A Table is a core Dataset. Unlike relational database tables where every row has the same schema, every row of a Table can have a different set of columns. Though Tables do not require a schema, in practice they are often written with an implicit schema. Column names are often strings, with a single data type used for all values in the same column. If you are using a Table in this way, you can set a schema as a Table property to enable exploration.

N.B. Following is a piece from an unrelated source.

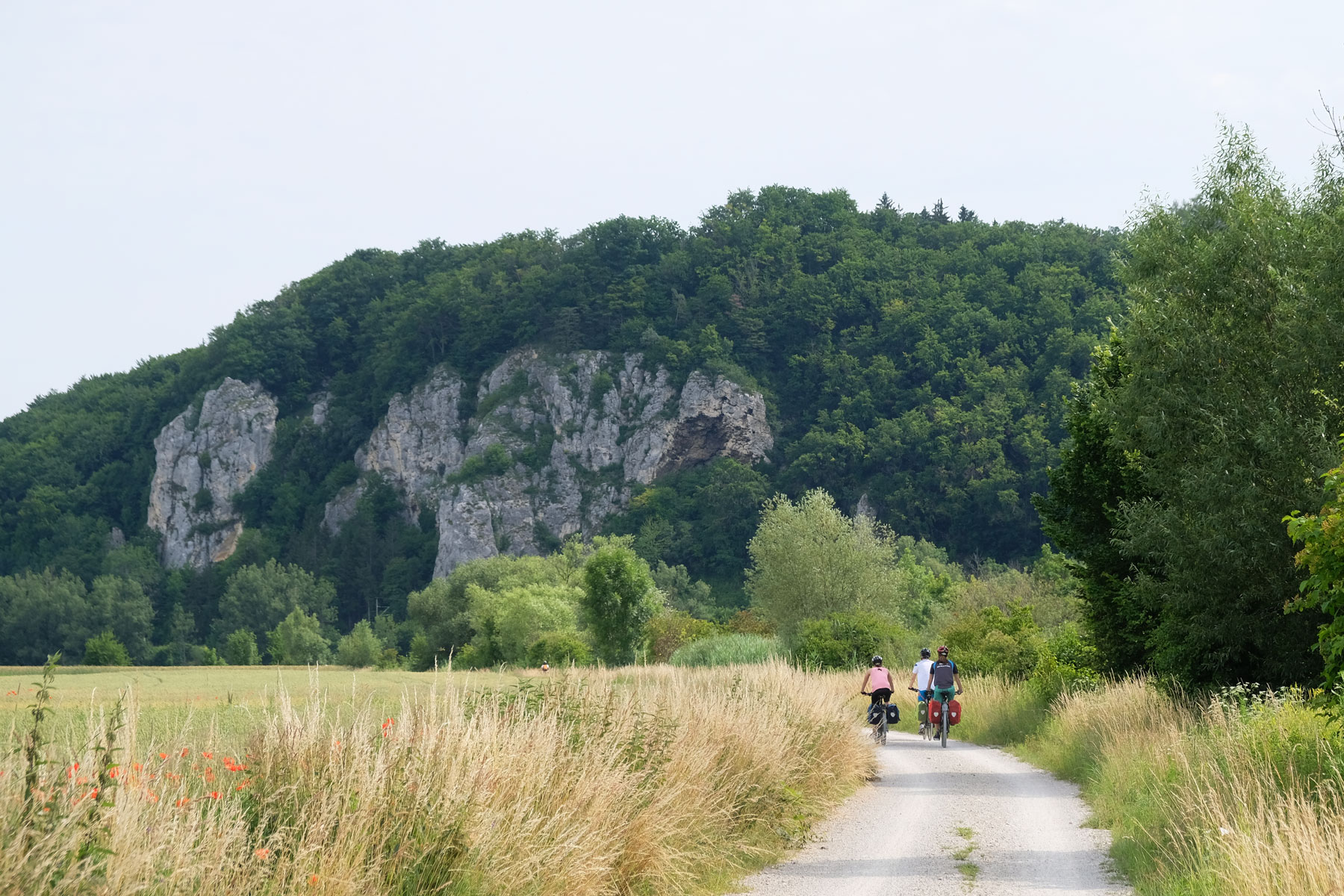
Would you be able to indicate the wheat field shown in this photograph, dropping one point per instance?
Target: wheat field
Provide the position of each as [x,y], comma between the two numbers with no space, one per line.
[632,781]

The schema will be applied at read time, allowing you to run ad-hoc queries against the Table.

Requirements

In order to explore a Table, your Table must meet a few requirements.

  • Columns names must be strings.
  • All column values for a specific column must be of the same type. For example, a value cannot be a string in one row and an integer in another.
  • Column values must be of a primitive type. A primitive type is one of boolean, int, long, float, double, bytes, or string.
  • Column names must be valid Hive column names. This means they cannot be reserved keywords such as drop. Please refer to the Hive language manual for more information about Hive.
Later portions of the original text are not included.